Iris Nzolantima : en RDC, les jeunes sont butés à un problème d’accès au financement ou de l’accompagnement d’une banque. Il y a également un déficit dans le renforcement des capacités des jeunes. Ces derniers n’ont pas de notions de base pour monter une société, comment payer les taxes (des taxes liées à une SARL ou SPRL), les engagements de l’entrepreneur vis-à-vis de l’Etat et de ses employés (…). C’est donc difficile pour la jeunesse de pouvoir se développer sans ces éléments. Pour y remédier, je pense qu’il faudrait mettre en place des sessions de formation entre les institutions privées, publiques et les entrepreneurs (les jeunes), réduire les taxes (les réunir par exemple et créer une taxe annuelle qui permettra aux entrepreneurs de générer les fonds et payer cette taxe). En 2 deux ans, on peut transformer une jeune en une personne mature, responsable et engagée pour son pays et sa communauté. Le Fonds de garantie mis en place par le Chef de l’Etat, est déjà un point de départ pour le financement des projets des jeunes, mais il y a aussi les programmes de leadership que nous allons mettre en place.
Vous êtes en même temps, initiatrice du projet Jeunes Chefs d’Etats. De quoi s’agit-il exactement ? Quels en sont les objectifs ? Avez-vous délimité le temps pour l’atteinte de chacun d’eux ?
Iris Nzolantima : à l’issue de la formation à l’Union africaine, la mission principale qui nous était confiée était d’engager au moins 100 jeunes. Il fallait mettre en place soit une plateforme, soit travailler avec ceux qui disposaient déjà des associations. C’est à travers cette méthode que JCE a été mis en place. Monsieur Amza Kemdazi, d’autres collègues et moi avons formé les jeunes membres de JCE sur le modèle de l’Union africaine, sur un format léger. La Covid-19 ne nous a pas permis d’organiser des séances de simulation comme cela est recommandé, néanmoins, ils ont appris les éléments de base. Nous visons donc actuellement de former au moins 1.000 jeunes par session, ils seront répartis sur 13 provinces de la RDC d’ici le mois de juin. En premier lieu, 100 jeunes seront formés pour ensuite former à leur tour les autres jeunes.

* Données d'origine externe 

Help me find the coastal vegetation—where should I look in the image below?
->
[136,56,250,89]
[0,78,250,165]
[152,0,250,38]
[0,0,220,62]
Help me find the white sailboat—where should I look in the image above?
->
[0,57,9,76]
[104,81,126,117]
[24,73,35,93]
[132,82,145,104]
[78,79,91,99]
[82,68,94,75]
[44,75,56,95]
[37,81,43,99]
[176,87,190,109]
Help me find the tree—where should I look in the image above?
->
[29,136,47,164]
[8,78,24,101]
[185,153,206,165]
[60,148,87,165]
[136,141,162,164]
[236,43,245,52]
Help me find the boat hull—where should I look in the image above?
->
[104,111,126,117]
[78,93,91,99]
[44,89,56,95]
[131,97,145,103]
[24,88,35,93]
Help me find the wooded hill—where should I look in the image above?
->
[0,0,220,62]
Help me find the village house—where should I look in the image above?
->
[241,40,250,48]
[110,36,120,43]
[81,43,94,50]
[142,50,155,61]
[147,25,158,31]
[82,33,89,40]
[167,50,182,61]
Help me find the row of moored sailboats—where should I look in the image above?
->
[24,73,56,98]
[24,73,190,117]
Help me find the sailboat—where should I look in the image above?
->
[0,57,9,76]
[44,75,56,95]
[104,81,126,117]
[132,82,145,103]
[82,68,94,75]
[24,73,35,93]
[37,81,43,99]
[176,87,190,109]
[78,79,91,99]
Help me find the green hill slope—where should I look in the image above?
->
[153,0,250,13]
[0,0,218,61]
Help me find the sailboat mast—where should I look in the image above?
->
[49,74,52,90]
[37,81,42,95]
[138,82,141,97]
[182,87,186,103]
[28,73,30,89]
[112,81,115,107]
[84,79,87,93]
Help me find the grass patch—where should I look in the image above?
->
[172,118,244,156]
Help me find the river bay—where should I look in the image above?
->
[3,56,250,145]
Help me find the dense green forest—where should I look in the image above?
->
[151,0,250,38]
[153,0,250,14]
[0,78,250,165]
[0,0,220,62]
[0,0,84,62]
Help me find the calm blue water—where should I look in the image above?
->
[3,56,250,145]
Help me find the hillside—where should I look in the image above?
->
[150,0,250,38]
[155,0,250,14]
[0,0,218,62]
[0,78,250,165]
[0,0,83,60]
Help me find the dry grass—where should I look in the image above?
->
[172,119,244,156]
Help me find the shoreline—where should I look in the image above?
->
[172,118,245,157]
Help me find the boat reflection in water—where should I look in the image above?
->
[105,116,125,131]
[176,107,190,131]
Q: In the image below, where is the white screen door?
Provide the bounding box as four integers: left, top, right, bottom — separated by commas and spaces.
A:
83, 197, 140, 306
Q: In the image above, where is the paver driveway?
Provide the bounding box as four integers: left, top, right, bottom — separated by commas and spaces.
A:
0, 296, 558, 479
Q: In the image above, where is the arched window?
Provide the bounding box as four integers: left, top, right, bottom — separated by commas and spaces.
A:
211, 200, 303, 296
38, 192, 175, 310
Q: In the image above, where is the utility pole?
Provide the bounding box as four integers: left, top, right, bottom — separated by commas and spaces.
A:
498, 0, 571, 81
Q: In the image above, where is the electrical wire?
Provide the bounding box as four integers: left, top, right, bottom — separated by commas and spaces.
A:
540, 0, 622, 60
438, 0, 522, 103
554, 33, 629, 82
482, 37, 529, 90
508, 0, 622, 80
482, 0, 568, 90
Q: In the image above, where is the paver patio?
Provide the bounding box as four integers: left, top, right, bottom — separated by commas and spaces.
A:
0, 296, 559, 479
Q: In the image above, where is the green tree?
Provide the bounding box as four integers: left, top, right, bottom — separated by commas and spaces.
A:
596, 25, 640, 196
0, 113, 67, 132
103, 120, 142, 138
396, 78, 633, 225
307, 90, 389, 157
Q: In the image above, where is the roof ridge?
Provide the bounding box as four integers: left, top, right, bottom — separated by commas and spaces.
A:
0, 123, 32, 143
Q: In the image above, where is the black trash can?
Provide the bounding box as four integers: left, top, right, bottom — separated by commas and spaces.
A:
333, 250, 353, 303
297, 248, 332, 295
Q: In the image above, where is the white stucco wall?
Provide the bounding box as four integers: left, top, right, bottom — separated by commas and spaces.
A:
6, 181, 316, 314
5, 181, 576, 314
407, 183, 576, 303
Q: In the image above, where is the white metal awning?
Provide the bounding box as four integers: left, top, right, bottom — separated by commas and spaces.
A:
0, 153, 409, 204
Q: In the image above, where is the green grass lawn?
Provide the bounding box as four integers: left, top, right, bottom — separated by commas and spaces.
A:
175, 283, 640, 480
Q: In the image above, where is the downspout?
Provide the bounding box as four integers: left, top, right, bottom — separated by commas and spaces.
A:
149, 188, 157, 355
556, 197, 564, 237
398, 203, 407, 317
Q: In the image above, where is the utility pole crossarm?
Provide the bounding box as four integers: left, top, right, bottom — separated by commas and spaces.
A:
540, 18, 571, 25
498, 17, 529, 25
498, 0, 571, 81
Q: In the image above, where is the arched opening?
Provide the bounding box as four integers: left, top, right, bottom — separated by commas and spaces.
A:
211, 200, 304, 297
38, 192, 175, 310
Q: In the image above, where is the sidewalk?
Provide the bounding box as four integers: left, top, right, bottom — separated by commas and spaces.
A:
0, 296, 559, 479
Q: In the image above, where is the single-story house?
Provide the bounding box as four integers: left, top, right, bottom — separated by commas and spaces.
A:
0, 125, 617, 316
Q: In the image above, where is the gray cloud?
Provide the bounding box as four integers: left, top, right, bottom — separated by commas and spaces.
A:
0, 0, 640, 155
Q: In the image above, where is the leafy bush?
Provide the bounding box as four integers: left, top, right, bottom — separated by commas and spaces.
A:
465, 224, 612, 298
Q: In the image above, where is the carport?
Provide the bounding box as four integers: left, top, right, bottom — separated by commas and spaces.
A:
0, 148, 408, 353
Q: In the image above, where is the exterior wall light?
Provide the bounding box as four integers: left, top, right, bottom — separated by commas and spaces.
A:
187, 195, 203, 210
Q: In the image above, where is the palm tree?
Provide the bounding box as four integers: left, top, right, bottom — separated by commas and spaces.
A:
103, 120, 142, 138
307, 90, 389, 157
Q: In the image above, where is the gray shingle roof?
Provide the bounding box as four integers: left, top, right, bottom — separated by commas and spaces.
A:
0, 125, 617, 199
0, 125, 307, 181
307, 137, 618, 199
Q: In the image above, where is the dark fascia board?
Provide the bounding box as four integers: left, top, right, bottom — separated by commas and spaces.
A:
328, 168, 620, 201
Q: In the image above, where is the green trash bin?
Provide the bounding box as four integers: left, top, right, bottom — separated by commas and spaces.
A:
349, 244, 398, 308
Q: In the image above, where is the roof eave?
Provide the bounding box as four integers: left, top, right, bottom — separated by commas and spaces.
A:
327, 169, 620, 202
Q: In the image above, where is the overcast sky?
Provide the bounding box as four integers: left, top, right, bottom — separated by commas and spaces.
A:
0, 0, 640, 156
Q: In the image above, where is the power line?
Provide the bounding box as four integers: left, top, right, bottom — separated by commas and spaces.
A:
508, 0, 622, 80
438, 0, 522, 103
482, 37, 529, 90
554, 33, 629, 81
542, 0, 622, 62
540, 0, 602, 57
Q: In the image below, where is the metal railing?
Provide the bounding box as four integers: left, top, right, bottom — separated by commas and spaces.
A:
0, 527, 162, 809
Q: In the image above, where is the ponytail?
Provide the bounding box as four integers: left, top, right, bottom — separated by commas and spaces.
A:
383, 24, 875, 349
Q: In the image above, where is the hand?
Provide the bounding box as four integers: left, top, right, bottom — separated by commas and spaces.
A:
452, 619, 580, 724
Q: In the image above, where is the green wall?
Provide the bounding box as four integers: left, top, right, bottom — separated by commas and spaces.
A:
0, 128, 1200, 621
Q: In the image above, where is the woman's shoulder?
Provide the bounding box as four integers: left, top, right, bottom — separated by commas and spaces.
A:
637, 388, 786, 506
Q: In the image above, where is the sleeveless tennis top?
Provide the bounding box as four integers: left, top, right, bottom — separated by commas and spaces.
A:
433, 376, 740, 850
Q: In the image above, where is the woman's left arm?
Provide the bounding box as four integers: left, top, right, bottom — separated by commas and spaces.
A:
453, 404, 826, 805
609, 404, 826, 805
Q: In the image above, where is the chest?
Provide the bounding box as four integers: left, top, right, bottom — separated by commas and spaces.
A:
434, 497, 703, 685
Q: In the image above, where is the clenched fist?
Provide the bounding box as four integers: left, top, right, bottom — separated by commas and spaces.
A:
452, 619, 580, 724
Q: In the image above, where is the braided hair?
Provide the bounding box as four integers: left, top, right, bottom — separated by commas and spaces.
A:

Combien de membres comptez-vous actuellement ?
Iris Nzolantima : nous comptons environ 700 membres pour le compte des Jeunes Chefs d'État (JCE). Nous avons 6 groupes WhatsApp et un groupe Télégram qui réunit tous les membres. Il y a aussi les membres sympathisants, ceux qui nous accompagnent dans nos différentes activités.
Un dernier mot ?
Iris Nzolantima : lorsque la préparation rencontre l’opportunité, il y a succès. Je demande aux jeunes femmes de se dresser en modèles de leadership, de savoir que c’est en étant solidaire que nous pouvons construire un monde égalitaire et émergent.
Par ailleurs, Iris Nzolantima a été banquière, chargée des relations publiques et Marketing pour une société en Afrique du Sud. Elle travaillé également pour l’Entreprise Total dans le service Marketing et Communication.